Luna, mi mejor guardaespaldas
Recuerdo como si hubiera pasado ayer mismo el día en que conocí a Luna. Era una soleada mañana de finales del mes de febrero. Nosotros estábamos de visita en casa de sus dueños para hablar de una serie de asuntos que carecen aquí de relevancia y mientras esperábamos en el jardín delantero a que la comida estuviera lista, apareció por allí junto a su fiel compañera Maya.

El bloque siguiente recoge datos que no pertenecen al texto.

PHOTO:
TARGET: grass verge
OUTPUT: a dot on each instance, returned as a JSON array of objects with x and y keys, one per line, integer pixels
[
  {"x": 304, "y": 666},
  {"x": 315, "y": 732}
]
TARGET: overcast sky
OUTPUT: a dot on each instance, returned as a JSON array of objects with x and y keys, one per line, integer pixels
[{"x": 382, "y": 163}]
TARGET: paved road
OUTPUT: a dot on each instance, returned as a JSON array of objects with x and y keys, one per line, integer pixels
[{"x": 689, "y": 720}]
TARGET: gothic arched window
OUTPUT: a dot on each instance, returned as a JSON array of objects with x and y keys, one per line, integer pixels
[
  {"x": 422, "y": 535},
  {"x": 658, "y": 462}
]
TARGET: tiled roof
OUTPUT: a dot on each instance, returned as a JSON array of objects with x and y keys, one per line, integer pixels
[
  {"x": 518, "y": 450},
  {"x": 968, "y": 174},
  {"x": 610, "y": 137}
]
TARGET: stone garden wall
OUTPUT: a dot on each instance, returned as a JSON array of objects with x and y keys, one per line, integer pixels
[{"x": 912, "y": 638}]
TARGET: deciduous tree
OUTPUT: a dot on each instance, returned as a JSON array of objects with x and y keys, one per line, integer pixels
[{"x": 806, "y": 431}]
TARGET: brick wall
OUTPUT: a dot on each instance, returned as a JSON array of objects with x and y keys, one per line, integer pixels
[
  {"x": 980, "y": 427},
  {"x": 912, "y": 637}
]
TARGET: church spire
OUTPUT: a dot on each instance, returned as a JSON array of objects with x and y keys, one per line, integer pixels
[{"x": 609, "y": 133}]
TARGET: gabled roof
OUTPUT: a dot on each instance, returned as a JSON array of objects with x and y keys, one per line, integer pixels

Se sentó cerca de mí y cuando acerqué mi mano para acariciarle la cabeza, levantó una de sus patas y la dejó caer con cierta delicadeza sobre mi mano (con toda la delicadeza que un mastín de 50 o 60 kilos puede tener). Desde esa jornada, no hubo un solo día que Luna no viniera a saludarme para que le rascara la barriga, le diera un buen puñado de pienso o me escoltara muy pegada a mi pierna mientras daba un pequeño paseo por la zona.
Pero no es por todo esto por lo que la recuerdo con cariño, que también, sino por lo que hizo una mañana en la que yo estaba muy triste por lo que pasó con nuestro querido Tokoro. Me encontraba sentada fuera de casa mirando hacia abajo. Ella se acercó a mí sin hacer ruido, se sentó enfrente y muy lentamente apoyó su cabezota encima de mi pierna, ladeándola despacito para que supiera que estaba allí conmigo.